To illustrate both points, we need to look no further than the hot topic of global warming. It firstly has to be acknowledged that this issue is by no means cut and dried. In fact, there are numerous eminent dissenters to the current climate change dogma; though like David Bellamy they remain in exile from ‘decent’ society. But even if we are avid believers in man’s (and not Mother Nature’s) hand in climate change, do we as dietitians have any more knowledge on reducing greenhouse gases than the next person?

As a profession we have experienced the horrors of watching certain media ‘nutritionists’ spout their own half baked notions on diet. We may even have dealt with the resultant faddy food fallout in clinics. For us to take on environmental issues, of which we know nothing more about than what we’ve read in the tabloids, is just as dangerous.

As acknowledged in ‘Dietetics Today', if we wade in and simplistically discourage food miles, we could actually churn out more green house gases. Ironic as it seems, due to the difference in farming methods from those practiced abroad, more locally purchased produce may be more carbon expensive. But even when local producers do manage to spare the odd emission, is that a worthy price for denying a living to families in the developing world?
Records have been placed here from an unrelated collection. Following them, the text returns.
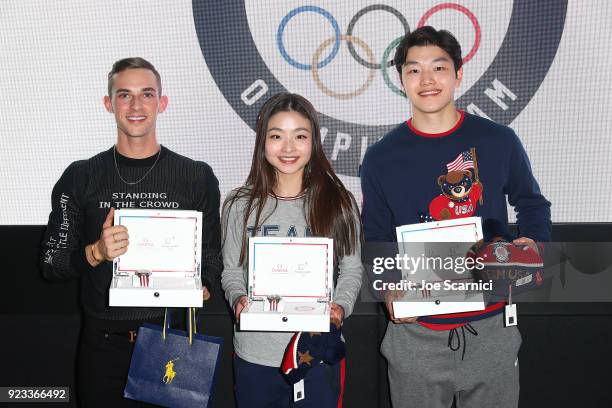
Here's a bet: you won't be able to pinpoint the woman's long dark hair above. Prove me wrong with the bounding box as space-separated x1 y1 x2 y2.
223 93 361 265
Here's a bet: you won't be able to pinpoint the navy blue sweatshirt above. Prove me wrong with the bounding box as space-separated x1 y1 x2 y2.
361 112 551 330
361 112 551 242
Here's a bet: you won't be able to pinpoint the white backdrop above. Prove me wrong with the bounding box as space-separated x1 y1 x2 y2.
0 0 612 225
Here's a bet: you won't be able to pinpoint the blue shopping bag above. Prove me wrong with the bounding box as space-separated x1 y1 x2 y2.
123 308 223 408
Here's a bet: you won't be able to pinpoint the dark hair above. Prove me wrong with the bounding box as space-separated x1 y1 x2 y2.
223 93 361 265
393 26 463 78
108 57 161 97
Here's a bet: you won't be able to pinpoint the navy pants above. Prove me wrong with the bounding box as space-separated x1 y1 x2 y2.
234 356 344 408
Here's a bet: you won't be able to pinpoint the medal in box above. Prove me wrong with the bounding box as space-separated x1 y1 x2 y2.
393 217 485 318
240 237 334 332
109 209 203 307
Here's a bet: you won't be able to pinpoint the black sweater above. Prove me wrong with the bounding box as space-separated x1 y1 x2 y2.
40 147 223 320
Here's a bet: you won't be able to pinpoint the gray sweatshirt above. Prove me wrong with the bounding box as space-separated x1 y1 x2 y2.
221 192 362 367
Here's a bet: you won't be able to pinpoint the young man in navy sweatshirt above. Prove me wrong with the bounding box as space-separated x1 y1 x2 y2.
361 26 551 408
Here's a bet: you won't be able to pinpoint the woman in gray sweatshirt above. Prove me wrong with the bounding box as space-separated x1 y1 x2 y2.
221 93 362 408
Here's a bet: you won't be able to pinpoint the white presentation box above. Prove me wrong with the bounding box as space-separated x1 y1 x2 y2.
109 209 203 307
240 237 334 332
393 217 485 318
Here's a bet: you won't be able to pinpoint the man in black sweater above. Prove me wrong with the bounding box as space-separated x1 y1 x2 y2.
41 58 223 407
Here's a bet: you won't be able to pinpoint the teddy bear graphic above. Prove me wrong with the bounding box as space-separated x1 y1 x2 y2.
429 170 483 221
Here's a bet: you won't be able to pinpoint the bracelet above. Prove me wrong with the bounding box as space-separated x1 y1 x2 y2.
89 242 104 264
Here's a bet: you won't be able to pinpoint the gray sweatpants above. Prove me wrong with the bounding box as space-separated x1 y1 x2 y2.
381 313 521 408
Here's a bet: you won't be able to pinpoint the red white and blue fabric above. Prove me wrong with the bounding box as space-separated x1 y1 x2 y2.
280 323 346 384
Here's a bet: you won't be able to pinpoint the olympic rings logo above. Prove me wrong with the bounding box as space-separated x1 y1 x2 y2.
276 3 481 100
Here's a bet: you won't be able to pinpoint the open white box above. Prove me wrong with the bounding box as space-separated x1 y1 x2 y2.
109 209 203 307
393 217 485 318
240 237 334 332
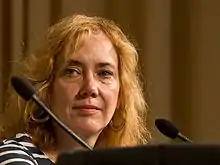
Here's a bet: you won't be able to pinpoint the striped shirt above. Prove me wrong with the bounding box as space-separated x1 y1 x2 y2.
0 133 54 165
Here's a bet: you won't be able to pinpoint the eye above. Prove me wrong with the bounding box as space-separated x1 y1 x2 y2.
63 68 81 77
98 70 113 78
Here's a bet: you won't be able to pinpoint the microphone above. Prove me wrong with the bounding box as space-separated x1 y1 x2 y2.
11 76 92 150
155 119 192 143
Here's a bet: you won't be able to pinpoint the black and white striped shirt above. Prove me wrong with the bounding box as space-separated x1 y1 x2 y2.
0 133 54 165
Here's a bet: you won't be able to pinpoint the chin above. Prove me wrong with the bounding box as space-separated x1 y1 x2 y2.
72 125 103 138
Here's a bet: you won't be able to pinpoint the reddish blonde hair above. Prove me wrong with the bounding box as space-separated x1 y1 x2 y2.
0 15 150 150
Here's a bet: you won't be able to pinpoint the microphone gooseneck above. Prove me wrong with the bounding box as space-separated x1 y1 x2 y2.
11 77 92 150
155 119 192 143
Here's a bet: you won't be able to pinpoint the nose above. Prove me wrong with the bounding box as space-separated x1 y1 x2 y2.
79 73 99 98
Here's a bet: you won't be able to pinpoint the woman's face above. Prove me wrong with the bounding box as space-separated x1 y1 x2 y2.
51 32 119 137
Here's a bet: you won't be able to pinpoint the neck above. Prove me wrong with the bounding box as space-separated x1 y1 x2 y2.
47 124 99 162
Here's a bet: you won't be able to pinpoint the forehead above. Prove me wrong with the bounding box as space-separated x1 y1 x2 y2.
57 32 118 67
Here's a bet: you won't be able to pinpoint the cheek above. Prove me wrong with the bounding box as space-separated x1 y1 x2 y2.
103 85 119 118
51 80 78 112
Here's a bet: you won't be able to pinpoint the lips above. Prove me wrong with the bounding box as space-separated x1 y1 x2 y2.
73 105 101 110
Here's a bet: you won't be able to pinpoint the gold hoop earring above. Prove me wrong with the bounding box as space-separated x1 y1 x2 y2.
30 109 50 123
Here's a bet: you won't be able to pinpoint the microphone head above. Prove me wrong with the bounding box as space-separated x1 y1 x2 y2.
11 76 36 101
155 119 179 139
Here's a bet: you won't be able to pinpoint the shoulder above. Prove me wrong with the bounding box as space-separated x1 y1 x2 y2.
0 134 52 165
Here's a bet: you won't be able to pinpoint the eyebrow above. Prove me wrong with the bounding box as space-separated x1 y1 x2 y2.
67 60 115 68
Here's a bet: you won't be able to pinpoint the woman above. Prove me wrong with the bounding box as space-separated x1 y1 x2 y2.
0 15 150 164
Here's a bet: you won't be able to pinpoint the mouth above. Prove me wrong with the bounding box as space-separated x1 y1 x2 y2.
73 105 101 115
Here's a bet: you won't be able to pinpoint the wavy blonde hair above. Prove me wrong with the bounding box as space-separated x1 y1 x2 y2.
0 15 150 150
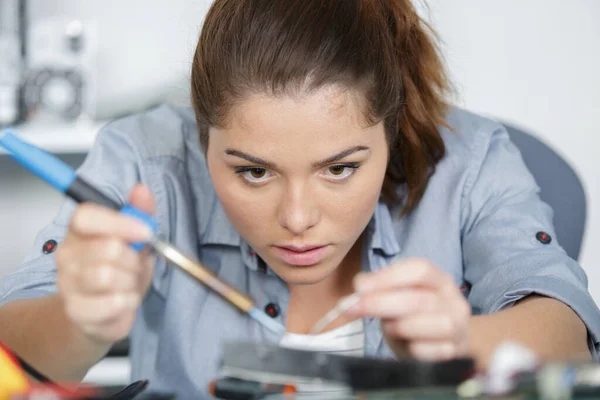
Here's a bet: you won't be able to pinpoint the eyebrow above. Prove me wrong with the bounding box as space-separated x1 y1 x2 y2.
225 146 371 169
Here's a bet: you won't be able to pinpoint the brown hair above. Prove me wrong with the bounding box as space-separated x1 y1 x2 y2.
191 0 449 214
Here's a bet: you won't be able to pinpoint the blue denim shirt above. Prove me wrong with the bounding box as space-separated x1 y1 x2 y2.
0 106 600 398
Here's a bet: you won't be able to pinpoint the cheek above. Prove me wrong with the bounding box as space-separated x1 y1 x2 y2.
322 168 385 236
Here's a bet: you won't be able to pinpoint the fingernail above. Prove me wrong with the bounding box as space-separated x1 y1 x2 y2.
354 272 369 292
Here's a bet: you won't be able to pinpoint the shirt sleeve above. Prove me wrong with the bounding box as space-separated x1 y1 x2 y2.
0 123 139 306
462 123 600 359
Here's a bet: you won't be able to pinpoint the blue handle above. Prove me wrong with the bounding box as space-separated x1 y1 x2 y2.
0 129 157 251
121 204 158 251
0 128 77 193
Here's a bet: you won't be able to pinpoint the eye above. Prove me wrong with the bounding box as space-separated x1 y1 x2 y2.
235 167 272 183
325 163 359 181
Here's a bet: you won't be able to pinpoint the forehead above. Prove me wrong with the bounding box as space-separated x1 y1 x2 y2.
211 86 377 147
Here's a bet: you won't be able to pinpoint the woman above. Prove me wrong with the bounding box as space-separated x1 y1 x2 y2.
0 0 600 397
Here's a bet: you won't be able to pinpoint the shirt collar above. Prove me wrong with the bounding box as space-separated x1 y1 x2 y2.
367 201 401 257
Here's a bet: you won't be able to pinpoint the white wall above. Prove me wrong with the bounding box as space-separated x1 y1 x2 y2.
428 0 600 303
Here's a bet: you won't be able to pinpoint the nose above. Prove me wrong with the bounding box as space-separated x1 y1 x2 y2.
277 183 321 235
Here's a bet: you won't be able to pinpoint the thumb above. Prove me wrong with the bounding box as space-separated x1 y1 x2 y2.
129 183 156 215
Many farmers in Africa have actually converted from crops their locals would buy, in order to export to the fickle West. If shoppers now diverted their pennies elsewhere these third world farmers will be financially devastated. Even the neat notion that reducing packaging is always for the good, could be leading us up a less than green garden path. We forget that packaging used to portion up a product, can equal less food waste (as well as less food consumption) and reduce the carbon costs involved in storage. Uneducated, knee-jerk reactions, get warm, ‘glowy’, self satisfied feelings…. not results.

As for the ethics of spinning environmental concerns into consultations, this is fraught with conflicts of interest. Do I advise my patient to drink cola instead of a smoothies, or crisps instead of blueberries because they might possess smaller carbon footprints? Do I tell the fitness fanatic to slow down and chill out, as all that hyperventilation is further fuelling the miasma?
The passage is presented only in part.